PHINEAS

PHINEAS

AI teaching assistant using corpus linguistics to rewrite complex text at target reading levels — now in beta at an ESL academy in Singapore

AI Product Development — Education/Accessibility Beta (Singapore) OpenAI API Embeddings Fine-tuning COCA Corpus Google Gemini (Gem) Anvil GCP
PHINEAS AI teaching assistant

Published:

Context

English learners and readers with accessibility needs struggle with text complexity.
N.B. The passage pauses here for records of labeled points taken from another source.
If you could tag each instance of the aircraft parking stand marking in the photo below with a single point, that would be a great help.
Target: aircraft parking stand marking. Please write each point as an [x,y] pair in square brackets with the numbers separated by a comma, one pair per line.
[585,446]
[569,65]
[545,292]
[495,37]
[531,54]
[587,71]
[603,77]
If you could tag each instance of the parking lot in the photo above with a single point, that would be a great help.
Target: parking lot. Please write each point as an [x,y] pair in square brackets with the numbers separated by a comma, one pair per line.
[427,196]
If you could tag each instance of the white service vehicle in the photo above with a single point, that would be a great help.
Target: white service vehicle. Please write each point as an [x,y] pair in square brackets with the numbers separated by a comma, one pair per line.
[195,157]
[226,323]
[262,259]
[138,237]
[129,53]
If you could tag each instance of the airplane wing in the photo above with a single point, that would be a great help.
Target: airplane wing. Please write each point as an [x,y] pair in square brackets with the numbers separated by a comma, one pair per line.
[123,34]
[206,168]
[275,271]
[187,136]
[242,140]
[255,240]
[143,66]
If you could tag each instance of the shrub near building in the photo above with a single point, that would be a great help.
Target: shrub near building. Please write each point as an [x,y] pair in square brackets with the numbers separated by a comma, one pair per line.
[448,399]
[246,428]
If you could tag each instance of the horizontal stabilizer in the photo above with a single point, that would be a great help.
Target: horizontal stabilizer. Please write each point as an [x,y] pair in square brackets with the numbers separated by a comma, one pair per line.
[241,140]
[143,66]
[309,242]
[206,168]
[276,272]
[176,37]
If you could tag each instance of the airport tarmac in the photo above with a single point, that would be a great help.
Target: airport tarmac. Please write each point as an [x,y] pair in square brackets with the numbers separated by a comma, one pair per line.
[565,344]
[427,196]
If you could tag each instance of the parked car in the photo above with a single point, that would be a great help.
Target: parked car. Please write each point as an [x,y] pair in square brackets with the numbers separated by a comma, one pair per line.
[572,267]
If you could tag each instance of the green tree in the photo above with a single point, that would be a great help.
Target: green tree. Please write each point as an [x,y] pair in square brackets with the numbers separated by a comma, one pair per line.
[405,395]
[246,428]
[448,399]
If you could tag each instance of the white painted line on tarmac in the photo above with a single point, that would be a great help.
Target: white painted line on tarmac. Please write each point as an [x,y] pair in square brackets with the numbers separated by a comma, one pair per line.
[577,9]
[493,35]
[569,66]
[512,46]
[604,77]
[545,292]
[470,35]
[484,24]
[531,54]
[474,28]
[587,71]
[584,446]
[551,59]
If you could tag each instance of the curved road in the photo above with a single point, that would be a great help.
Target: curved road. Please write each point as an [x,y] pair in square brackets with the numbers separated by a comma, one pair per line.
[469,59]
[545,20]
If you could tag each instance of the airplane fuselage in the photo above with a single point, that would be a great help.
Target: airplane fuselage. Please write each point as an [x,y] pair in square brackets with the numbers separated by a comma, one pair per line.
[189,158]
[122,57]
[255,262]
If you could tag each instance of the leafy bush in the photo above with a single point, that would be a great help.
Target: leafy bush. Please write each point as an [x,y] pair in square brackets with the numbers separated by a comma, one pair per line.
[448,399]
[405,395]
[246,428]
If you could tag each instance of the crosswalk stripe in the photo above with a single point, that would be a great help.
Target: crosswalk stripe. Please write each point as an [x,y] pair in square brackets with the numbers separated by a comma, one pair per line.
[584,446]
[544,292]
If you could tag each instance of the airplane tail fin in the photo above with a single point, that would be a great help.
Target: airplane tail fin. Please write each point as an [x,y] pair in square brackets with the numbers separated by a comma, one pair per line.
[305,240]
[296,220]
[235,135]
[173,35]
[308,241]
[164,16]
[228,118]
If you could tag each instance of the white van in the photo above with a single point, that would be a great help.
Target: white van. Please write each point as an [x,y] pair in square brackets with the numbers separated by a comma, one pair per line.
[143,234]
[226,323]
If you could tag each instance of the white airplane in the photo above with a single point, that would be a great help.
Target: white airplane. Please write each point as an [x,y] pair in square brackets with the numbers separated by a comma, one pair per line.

Existing “simplification” tools are crude — they swap long words for short ones without understanding usage frequency or semantic context. A word isn’t hard because it’s long; it’s hard because learners haven’t encountered it yet.

Approach

Built on the COCA (Corpus of Contemporary American English) word frequency database — 1 billion words of real English usage data:

  1. Corpus Architecture: Embedded COCA frequency database via OpenAI for semantic search across 60,000+ ranked vocabulary items
  2. Analysis Engine: Model identifies words above target frequency thresholds based on CEFR proficiency levels (A1–C2)
  3. Rewrite System: Intelligent substitution replaces complex vocabulary with accessible alternatives, preserving meaning and sentence structure
  4. SME Workflow: Fine-tuning pipeline designed for subject matter experts (ESL teachers) to contribute training examples without requiring technical skills — currently compiling 120-example training batch

Outcome

Currently deployed as a Google Gem (prompt + lexical database) in beta testing at a partner ESL academy in Singapore. Shared with select staff and students while training samples are compiled for the first batch fine-tuning run. Core analysis and rewrite functionality validated. Exceeds original project KPIs for accuracy.

Key Insight

The hard problem isn't the AI — it's the corpus data architecture. And making fine-tuning accessible to non-technical SMEs is a product design challenge, not an engineering challenge.

Portfolio Signal

  • Domain expertise (education/linguistics — COCA corpus, CEFR standards)
  • Embeddings implementation on real-world structured data
  • Fine-tuning workflow design for non-technical contributors
  • Phased delivery: working product in users' hands before optimization
  • International deployment with real user feedback loop

Corporate Translation

Three skills in one project: (a) technical build with embeddings and fine-tuning, (b) PM discipline with phased delivery and measurable KPIs, (c) product management with a real beta program generating real user data.